But Dale was scarcely listening. He had begun to cavort about the room in a semi-barbarous dance, clapping his hands and making a purring sort of growl in his throat. A chair fell over; then another.

"Chop that crazy stuff," Brent commanded. "Want to wake the house?"

The big mountaineer looked rather sheepish as he picked up one of the chairs and sat down in it.

"I reckon I was so tickled to get off from the law," he mildly explained.

"I thought you might be mourning over the fate of whoever takes your place," the engineer murmured, with a sarcasm entirely lost on his listener. "h.e.l.l, Dale," he now let his feeling explode. "I've seen lots of fellows from the mountains, but any one of 'em would lose a hand before letting another man take his medicine! You've got to let me do it, you understand!--but I do reserve this opportunity of saying you're d.a.m.ned unappreciative."

"Do you reckon I'm lettin' you do it for me?" he turned savagely. "Do you think it's me--jest me? Then you're a-_way_ off!"

"Well, I supposed it had some little to do with you," Brent suggested, "and--and Miss Jane."

"It hain't!" He was in a fury again, and dropped back into the old dialect "I hain't thinkin' of Miss Jane, nor nuthin'--'cept jest the place Ruth said I'd git ter fill, the man I'll make 'mongst the big men of the world! I'm the only one on airth as kin be as big as that, hain't I? Yeou hain't amountin' ter nuthin', air ye? Why shouldn't ye take my place afore the law? Hain't hit Natur's way fer the puny ter go down afore the strong?"

The engineer's eyes opened at the curious sensation this gave him; at the utter astonishment of listening. Then he softly began to laugh.

"My friend," he said, "I have raised my hat to one or two colossal freaks in the past, but henceforth I shall come into your exalted presence with bare-headed humilitude. However, my boy, don't think that I'm flirting with the penitentiary for the sake of your dazzling future, or for any of your pipe dreams. I'm doing it," he arose, and added softly, "I'm doing it for the fun of the d.a.m.n thing.
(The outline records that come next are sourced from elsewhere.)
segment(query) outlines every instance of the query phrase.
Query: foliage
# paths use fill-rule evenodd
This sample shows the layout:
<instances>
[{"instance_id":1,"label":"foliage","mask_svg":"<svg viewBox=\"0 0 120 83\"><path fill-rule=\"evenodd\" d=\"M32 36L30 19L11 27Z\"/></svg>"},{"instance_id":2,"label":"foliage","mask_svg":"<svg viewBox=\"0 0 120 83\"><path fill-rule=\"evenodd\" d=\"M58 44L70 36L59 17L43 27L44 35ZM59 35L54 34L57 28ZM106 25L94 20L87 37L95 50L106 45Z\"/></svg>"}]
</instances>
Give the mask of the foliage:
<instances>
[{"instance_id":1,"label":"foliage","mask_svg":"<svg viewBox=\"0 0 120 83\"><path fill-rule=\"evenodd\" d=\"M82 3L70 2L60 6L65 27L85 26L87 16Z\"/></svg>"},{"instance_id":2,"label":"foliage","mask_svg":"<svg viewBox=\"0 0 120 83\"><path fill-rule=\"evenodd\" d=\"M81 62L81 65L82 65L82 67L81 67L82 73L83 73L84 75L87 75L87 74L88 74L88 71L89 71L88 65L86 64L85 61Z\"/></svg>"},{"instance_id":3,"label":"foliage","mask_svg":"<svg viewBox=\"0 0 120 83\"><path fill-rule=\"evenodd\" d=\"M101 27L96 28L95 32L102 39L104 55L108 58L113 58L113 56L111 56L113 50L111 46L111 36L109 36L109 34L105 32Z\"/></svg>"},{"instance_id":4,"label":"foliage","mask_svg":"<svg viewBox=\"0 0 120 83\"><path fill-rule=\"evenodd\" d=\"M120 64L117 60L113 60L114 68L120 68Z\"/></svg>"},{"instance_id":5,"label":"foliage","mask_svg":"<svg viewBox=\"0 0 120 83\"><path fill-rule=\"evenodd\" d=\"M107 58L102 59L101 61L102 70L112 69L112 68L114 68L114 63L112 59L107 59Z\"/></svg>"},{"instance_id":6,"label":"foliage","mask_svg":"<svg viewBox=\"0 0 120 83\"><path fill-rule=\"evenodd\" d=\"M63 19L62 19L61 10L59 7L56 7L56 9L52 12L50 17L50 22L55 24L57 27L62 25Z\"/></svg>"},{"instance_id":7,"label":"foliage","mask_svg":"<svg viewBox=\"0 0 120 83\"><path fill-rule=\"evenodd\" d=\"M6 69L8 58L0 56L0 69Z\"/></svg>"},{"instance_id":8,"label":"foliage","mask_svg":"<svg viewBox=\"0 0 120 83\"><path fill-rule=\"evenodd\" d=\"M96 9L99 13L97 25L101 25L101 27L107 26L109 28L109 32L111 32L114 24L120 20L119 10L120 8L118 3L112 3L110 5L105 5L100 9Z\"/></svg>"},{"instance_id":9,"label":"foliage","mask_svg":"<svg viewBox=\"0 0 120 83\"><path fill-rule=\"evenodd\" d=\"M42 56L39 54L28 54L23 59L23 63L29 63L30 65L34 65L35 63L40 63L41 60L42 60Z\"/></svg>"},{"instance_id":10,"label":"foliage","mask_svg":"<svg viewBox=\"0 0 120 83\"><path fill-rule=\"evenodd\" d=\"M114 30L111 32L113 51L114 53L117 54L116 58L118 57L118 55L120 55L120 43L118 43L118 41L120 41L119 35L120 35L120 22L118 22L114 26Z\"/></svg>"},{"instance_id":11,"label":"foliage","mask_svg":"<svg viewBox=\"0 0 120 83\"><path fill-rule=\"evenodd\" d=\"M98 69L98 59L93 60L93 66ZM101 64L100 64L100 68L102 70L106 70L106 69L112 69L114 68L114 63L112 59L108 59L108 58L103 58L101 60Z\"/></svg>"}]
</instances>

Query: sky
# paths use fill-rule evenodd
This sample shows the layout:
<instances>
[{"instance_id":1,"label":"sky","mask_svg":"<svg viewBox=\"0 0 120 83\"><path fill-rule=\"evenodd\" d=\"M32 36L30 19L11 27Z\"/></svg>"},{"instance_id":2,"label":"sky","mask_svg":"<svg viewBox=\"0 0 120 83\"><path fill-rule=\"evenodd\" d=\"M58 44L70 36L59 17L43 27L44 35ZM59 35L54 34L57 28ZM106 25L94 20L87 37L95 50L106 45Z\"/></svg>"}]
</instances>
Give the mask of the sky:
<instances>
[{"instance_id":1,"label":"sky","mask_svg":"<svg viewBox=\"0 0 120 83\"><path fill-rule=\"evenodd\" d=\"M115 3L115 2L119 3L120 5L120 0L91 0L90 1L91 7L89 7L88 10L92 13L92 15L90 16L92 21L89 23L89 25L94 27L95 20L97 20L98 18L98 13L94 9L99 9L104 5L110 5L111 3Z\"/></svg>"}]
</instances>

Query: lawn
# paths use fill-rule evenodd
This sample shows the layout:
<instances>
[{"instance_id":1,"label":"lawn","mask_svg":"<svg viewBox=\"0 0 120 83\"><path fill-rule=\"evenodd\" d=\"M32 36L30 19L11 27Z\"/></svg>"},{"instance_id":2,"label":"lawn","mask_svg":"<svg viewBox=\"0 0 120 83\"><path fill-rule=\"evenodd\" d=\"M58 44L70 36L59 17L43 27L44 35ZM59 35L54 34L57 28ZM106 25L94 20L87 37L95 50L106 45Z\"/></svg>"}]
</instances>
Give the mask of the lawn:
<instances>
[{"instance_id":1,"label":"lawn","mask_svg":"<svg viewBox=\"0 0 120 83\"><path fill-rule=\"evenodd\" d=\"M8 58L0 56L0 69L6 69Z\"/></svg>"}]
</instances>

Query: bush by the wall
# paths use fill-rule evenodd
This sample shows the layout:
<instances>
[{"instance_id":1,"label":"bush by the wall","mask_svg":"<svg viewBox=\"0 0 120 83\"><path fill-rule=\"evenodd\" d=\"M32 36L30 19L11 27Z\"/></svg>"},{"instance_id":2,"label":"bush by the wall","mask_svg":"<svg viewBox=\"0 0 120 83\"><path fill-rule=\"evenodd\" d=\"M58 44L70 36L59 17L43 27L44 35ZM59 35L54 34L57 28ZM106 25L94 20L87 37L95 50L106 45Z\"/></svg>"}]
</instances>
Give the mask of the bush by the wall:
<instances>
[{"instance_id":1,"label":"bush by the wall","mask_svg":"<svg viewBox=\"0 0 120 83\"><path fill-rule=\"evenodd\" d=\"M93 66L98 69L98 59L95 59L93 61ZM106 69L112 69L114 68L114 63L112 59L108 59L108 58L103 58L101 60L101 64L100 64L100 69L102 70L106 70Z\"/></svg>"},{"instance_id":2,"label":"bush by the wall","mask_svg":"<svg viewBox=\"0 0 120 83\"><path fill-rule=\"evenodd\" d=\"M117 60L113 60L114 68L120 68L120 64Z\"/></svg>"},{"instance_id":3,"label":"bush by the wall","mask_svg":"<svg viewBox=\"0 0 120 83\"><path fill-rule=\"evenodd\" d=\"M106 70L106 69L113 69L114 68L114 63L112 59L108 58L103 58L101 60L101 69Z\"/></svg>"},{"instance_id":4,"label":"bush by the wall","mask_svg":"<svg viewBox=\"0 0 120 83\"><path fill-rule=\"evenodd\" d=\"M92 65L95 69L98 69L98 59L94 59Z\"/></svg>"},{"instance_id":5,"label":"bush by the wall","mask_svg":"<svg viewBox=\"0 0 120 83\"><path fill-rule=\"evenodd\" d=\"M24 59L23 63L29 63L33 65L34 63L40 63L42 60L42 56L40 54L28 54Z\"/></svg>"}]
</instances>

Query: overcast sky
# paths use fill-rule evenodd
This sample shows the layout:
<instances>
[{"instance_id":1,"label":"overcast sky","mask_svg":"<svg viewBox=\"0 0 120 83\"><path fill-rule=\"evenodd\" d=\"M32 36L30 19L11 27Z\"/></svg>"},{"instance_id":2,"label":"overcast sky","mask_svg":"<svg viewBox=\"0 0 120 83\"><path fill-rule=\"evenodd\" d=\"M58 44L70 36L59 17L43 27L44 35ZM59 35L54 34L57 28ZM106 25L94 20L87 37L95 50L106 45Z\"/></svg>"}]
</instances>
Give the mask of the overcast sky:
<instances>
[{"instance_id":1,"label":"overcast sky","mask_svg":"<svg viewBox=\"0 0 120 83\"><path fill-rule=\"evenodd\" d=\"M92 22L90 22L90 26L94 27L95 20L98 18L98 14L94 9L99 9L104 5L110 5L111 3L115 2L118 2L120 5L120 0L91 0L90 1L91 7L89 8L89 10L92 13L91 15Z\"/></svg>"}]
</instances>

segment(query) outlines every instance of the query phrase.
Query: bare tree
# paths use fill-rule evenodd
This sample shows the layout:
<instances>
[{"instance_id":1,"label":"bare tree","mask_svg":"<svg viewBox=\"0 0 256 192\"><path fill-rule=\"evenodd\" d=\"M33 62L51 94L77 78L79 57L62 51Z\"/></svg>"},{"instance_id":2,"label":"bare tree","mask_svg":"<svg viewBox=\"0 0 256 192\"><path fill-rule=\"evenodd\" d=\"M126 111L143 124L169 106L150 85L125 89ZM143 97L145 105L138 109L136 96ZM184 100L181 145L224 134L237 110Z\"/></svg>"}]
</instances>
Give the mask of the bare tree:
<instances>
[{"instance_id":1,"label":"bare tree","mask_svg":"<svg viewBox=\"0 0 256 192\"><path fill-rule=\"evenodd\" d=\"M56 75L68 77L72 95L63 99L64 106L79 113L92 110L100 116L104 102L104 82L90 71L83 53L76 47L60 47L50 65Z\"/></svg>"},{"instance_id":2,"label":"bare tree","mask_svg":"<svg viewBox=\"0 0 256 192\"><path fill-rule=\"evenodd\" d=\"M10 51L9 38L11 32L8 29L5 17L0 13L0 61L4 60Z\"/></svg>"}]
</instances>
Good night, Mr.

Genius!"

Long, long afterwards, Brent continued to sit in the back-tilted chair, gloomily staring through the window which framed his dim vision of the world. Later, somewhere on the other side of the house, the moon came up; and far out across the country a dog howled. Yet, by another hour, when that disk of lifeless white had floated higher in the sky, the trees framed by his window dropped their robe of mourning for a more soothing green and silver.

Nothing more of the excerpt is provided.